The Vec::<T>::get() method returns an Option<&T>, that is, an option of a reference into the vector. Because your vector already contains references (&str), it means that get() in your case returns Option<&&str>.
Now, the reason why your first example compiles is that by being explicit about the type of the s variable you cause deref coercion to fire, that is, the compiler will automatically insert a dereference operator:
// You write this:
let s: &str = v.get(0).unwrap();
// Compiler actually does this:
let s: &str = *v.get(0).unwrap();
Then, because there exists an implementation of the From<&str> trait for String, the compiler accepts the String::from(s) call.
In the second piece, however, without an explicit type annotation the type assigned to s is &&str:
let s: &&str = v.get(0).unwrap();
This changes the situation with the String::from() method: there is no From<&&str> implementation for String, and the compiler fails to compile the code.

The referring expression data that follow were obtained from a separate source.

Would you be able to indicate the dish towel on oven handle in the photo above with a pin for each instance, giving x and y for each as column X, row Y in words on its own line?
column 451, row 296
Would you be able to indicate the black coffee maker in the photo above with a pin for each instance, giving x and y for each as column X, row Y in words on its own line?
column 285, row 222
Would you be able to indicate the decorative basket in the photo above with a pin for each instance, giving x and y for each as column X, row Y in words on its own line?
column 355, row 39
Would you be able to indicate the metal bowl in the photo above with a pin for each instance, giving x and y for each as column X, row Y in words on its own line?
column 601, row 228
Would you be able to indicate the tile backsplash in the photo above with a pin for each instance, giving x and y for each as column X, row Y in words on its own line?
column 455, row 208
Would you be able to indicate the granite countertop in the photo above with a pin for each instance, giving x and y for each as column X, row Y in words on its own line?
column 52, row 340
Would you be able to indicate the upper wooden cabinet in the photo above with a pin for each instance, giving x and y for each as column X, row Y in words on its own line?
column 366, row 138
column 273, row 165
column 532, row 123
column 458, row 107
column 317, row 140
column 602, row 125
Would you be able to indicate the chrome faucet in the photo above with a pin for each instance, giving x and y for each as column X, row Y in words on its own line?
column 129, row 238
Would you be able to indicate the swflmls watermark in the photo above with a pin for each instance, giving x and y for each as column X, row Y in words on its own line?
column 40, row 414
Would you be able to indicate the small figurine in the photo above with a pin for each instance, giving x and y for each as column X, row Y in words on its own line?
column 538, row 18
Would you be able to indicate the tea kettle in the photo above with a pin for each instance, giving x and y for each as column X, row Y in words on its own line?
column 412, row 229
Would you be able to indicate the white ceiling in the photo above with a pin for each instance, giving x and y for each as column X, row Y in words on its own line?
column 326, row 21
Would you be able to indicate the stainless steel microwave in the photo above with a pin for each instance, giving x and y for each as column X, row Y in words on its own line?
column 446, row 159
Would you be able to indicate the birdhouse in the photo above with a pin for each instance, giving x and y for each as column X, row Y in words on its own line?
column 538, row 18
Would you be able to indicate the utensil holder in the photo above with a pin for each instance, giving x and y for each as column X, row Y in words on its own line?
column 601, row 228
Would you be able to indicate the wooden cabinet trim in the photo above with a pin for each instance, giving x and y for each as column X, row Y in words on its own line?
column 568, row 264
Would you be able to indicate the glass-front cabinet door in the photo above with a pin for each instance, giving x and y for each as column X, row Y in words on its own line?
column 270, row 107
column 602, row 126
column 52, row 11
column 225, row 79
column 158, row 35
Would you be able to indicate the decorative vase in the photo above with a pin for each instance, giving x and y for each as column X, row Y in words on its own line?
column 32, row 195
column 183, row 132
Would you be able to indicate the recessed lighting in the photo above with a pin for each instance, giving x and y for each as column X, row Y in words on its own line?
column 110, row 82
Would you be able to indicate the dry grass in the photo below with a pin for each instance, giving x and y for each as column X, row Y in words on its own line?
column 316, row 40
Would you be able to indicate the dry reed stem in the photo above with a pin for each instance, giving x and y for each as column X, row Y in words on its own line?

A logical question here would be why no deref coercion happens in this case, when s is used as an argument for from()? The answer is that deref coercion does not happen for generic methods, and String::from is a generic method because it relies on the type parameter of the From trait. The compiler can't do a deref coercion, because it is totally possible (in principle) to have both From<&str> and From<&&str> methods which would potentially do different things.
Even if From<&&str> does not exist now, and the compiler would have applied a deref coercion, it would make the code brittle against future evolution: if for some reason From<&&str> is added in a future version of the standard library, your code may silently break, because it will now call a different method than before, with potentially different logic.
(Naturally, I'm not saying that From<&&str> would indeed be added in the future libstd version; this is generic reasoning applicable to any kind of trait, in any code base).